With a working smoke detector on her side, a 20-year-old Rock Falls woman’s chances of escaping an apartment fire last week were greatly improved.
The early Friday morning blaze in the 300 block of downtown Rock Falls destroyed the two-story building where she lived. Two residents in one upstairs apartment noticed the fire and got out without injury, but it wasn’t so easy for Holly Spatz.
Spatz said she was awakened about 3:20 a.m. by the smell of smoke. She opened the bedroom door in her second-story apartment and heard the smoke detector. She called 911, and a dispatcher told her to check the apartment’s exit doors.
She opened one door; smoke billowed in. She opened the other door; a wall of flames confronted her.
She was trapped.
Fortunately, Spatz kept her head. Having closed the doors, she went to a window, opened it, and stuck her head out. A police officer saw her and instructed her to climb out the window and onto the roof. From there, a firefighter with a ground ladder helped her to safety.

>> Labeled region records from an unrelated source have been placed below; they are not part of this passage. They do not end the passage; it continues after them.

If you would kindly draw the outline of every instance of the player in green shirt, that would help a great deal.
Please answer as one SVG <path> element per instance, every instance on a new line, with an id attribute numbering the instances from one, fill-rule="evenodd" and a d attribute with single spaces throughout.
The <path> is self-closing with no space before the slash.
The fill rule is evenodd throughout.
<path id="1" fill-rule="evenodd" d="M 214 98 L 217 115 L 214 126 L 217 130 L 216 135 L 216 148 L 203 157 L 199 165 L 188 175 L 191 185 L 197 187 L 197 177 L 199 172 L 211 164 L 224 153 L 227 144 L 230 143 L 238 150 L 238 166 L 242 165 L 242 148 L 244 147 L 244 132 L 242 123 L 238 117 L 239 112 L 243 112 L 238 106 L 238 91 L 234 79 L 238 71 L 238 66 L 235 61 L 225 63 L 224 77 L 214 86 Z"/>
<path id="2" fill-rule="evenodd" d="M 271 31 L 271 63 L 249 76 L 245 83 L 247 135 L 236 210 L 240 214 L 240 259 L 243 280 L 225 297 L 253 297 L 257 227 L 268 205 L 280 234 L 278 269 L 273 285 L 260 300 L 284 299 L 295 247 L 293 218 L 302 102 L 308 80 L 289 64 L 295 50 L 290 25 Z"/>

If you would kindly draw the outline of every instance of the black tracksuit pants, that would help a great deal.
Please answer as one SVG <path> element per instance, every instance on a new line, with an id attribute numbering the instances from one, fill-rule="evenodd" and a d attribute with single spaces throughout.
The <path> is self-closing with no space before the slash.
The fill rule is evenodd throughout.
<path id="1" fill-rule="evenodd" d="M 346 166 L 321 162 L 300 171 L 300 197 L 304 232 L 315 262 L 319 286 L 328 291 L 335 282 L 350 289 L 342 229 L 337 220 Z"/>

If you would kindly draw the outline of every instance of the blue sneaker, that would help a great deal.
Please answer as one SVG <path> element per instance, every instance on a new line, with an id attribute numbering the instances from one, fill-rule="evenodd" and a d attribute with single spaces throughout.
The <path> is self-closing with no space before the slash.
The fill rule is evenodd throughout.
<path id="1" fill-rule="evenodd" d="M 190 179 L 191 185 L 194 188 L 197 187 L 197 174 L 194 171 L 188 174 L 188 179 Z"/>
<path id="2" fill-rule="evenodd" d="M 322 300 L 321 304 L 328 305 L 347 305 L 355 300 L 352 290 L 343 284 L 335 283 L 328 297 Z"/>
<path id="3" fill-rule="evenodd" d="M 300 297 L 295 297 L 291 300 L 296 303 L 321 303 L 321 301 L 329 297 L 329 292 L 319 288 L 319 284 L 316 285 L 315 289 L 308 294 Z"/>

The fire claimed Spatz’s possessions and her job (she worked in a dentist’s office on the first floor), but not her life. For that, she is very thankful.
When smoke does not awaken people inside a burning dwelling, smoke detectors can alert them and provide precious seconds to escape.
During Fire Prevention Week, fire-fighting officials encourage the public to be sure smoke detectors are installed on all levels of a residence, especially in every sleeping room and within 15 feet of sleeping rooms.
The Illinois State Fire Marshal’s office encourages people to regularly maintain smoke detectors. Test them once a month. Replace the batteries twice a year.
Check the smoke detectors’ age, too. Units should be replaced every 8 to 10 years.
A smoke detector’s cost is minimal, but its value is great. Statistics state that a working smoke detector reduces by half the odds of dying in a residential fire.
If your nose fails you in a nighttime fire, it’s good to know a smoke detector has your back.